[month] [year]

European Conference on Networks and Communications (EuCNC 2020)

Varun Chhangani (Research Student working under the supervision of Prof. Vineet Gandhi), Rangeet Mitra (ETS Montreal, Canada) and Vimal Bhatia (IIT Indore) presented a paper on RFF Based Parallel Detection for Massive MIMO at the 29th and first on-line edition of the European Conference on Networks and Communications (EuCNC 2020) from 16 – 17 June.

The EuCNC is the key event to showcase the excellence of European research and innovation in communication technologies. This year the organisers turned it into an on-line event as the Covid-19 pandemic did not allow them to hold the conference in Dubrovnik as initially planned.

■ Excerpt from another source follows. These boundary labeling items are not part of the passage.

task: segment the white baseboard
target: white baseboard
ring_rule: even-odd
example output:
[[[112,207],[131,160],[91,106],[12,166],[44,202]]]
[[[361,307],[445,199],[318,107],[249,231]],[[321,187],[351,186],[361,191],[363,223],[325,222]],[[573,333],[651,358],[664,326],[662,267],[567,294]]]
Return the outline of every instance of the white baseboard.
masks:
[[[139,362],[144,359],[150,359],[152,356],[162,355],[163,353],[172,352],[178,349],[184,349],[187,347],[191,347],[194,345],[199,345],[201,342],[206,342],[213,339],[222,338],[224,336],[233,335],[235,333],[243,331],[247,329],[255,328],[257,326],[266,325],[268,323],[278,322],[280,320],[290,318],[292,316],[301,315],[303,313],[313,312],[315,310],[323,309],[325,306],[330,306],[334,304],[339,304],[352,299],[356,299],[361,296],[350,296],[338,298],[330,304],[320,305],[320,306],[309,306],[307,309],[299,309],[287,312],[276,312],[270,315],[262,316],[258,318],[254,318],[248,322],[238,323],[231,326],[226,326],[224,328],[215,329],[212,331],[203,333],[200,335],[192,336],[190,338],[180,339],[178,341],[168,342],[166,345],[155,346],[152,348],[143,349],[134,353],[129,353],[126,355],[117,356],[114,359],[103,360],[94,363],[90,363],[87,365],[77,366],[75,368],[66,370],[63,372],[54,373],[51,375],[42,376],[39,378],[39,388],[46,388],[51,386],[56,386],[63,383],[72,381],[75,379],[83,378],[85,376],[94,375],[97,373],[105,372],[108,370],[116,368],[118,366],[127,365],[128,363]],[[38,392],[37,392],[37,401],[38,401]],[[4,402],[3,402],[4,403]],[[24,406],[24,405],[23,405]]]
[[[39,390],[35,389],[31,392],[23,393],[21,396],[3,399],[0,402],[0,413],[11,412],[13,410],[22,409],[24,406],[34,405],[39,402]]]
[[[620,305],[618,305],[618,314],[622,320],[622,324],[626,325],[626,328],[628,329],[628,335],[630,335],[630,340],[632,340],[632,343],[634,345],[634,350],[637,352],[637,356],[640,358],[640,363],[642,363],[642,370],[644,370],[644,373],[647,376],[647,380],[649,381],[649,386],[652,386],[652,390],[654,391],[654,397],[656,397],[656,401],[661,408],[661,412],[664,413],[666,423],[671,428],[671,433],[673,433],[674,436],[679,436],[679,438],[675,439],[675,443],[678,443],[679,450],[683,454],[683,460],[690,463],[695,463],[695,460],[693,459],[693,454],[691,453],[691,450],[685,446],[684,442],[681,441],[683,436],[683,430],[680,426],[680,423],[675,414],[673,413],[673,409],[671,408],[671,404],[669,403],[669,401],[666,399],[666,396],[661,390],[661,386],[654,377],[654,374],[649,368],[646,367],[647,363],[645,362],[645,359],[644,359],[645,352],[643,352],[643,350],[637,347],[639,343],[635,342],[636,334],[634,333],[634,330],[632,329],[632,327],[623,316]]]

Research work as explained by Varun Chhangani: 

Multi user massive multiple input multiple output (MU-m-MIMO) has emerged as a viable technology for scaling up existing communication systems, and in serving increasing number of users for the next-generation communication systems. Several signal processing algorithms exist for mitigating the performance-limiting artefacts encountered in MU-m-MIMO systems (like inter-symbol interference, inter-channel interference, and device nonlinearities), among which, reproducing kernel Hilbert space (RKHS) based approaches have emerged to provide effective solutions. However, most of the existing RKHS based detectors for MU-m-MIMO are dictionary-based, which makes it difficult to gauge the memory requirements beforehand, and are prone to error in the presence of noisy observations. Hence, to reduce the computational complexity, a Random Fourier Features (RFF) based parallel detection algorithm is proposed for MU-m-MIMO, that uses decomposed blocks of high dimensional observations, and makes the proposed detector scalable for parallel computation using modern multi-core compute-units at the receivers (which is possible today due to advances in computing). Further, the RFF based explicit feature map to RKHS alleviates the requirement of a dictionary, and facilitates ease of practical implementation. Simulations are performed over realistic MU-m-MIMO systems, which indicates that the proposed approach delivers an acceptable uncoded BER performance, whilst maintaining a finite implementation budget, which makes the proposed approach attractive for implementation. Lastly, the error-rate analysis of the proposed detector is performed, and validated through simulations.